Cornish Metals Announces Early Warrant Exercise Incentive Program
VANCOUVER, British Columbia, Oct. 01, 2020 (GLOBE NEWSWIRE) -- Cornish Metals Inc. (TSX-V: CUSN) (“Cornish Metals” or the “Company”) is pleased to
announce that the Company will make an application to the TSX Venture Exchange (the “Exchange”) for approval of the implementation of a proposed early warrant exercise incentive
program (the “Incentive Program”) intended to encourage the early exercise of up to 23,525,000 outstanding whole common share purchase warrants (the “Eligible
Warrants”) of the Company held by warrant-holders.
The Eligible Warrants were originally issued by the Company as part of units of the Company issued pursuant to the Company’s private placement financing completed on February 3, 2020. Each whole Eligible Warrant is currently exercisable to acquire one common share of the Company at a price of $0.07 per share.
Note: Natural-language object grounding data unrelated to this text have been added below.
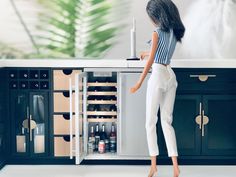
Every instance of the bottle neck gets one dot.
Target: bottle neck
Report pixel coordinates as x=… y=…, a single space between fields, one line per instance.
x=103 y=128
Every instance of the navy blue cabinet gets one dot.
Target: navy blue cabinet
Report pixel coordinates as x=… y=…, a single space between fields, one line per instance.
x=3 y=118
x=204 y=114
x=29 y=115
x=29 y=91
x=219 y=134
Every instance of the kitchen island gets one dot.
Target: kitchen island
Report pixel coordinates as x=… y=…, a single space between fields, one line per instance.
x=204 y=113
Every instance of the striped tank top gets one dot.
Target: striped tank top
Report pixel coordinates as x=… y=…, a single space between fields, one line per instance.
x=166 y=46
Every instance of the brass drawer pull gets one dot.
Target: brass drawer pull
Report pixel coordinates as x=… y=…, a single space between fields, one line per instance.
x=205 y=122
x=198 y=119
x=202 y=78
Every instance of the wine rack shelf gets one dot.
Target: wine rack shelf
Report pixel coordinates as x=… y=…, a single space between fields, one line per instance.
x=101 y=84
x=101 y=102
x=101 y=113
x=96 y=93
x=101 y=120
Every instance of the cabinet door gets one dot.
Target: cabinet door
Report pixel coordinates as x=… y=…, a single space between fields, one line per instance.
x=19 y=116
x=188 y=136
x=80 y=117
x=132 y=139
x=219 y=136
x=38 y=123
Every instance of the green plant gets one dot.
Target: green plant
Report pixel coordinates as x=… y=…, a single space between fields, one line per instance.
x=79 y=28
x=7 y=52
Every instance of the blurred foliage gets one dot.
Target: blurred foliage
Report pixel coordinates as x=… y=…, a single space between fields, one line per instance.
x=10 y=52
x=79 y=28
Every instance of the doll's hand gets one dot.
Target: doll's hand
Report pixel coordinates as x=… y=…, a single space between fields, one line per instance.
x=135 y=88
x=143 y=55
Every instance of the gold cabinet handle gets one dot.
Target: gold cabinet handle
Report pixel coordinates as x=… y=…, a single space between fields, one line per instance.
x=205 y=122
x=202 y=77
x=33 y=125
x=198 y=119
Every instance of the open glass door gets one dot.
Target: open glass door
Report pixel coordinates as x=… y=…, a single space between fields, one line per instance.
x=80 y=118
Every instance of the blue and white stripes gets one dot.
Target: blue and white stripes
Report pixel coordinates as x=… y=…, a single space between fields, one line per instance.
x=165 y=47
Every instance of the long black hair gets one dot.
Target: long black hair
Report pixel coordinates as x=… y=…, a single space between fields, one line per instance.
x=165 y=14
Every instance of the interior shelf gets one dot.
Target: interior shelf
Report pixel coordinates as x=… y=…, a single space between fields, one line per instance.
x=100 y=113
x=101 y=93
x=102 y=102
x=101 y=84
x=101 y=120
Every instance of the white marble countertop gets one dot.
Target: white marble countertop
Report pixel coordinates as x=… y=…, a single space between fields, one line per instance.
x=115 y=63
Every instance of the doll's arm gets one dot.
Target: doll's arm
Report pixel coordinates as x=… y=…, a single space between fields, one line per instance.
x=144 y=54
x=151 y=57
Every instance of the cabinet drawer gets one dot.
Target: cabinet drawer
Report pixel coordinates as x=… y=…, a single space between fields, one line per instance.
x=62 y=124
x=206 y=79
x=61 y=78
x=215 y=75
x=62 y=146
x=62 y=102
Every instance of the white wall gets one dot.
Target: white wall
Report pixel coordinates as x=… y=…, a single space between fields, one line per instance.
x=210 y=26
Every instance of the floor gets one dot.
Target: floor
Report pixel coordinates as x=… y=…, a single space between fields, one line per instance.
x=112 y=171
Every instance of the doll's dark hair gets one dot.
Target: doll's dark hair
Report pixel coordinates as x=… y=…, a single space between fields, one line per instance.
x=165 y=14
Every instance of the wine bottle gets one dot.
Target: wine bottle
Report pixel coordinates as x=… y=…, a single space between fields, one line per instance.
x=97 y=137
x=103 y=135
x=113 y=139
x=91 y=141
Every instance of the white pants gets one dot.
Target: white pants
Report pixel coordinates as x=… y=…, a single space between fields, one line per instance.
x=161 y=91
All Eligible Warrants will expire on February 3, 2023.
In order to encourage the early exercise of such Eligible Warrants, the Company will be seeking approval of the Exchange to an amendment to the terms of the Eligible Warrants to enable the holders to receive an Incentive Warrant (as defined and described below) for each whole Eligible Warrant exercised on or prior to 4:00 p.m. (PST) on October 30, 2020 (the “New Warrant Expiry Date”) at the price of $0.07 per Eligible Warrant.
To be eligible for the Incentive Program, the holder of the Eligible Warrants must deliver the following documents to the Company on or prior to 4:00 p.m. (PST) on the New Warrant Expiry Date:
- a duly completed and executed Subscription Form, in the form attached as Schedule “A” to the certificate representing the Eligible Warrants;
- the original certificate representing the Warrants being exercised;
- the applicable aggregate exercise price payable to the Company by way of certified cheque, money order, bank draft, or wire transfer in lawful money of Canada; and
- a duly completed and executed accredited investor certificate, in such form as satisfactory to the Company, or otherwise the Company must be satisfied that the distribution of Incentive Warrants (as defined below) to such holder would be exempt from prospectus requirements under applicable securities laws.
Further, in accordance with applicable requirements of the Exchange, related parties (as such term is defined under applicable securities laws) of the Company will be restricted in their ability to participate in the Incentive Program such that the aggregate of all Eligible Warrants to be exercised by related parties of the Company pursuant to the Incentive Program will not exceed 10% of all Eligible Warrants exercised pursuant to the program.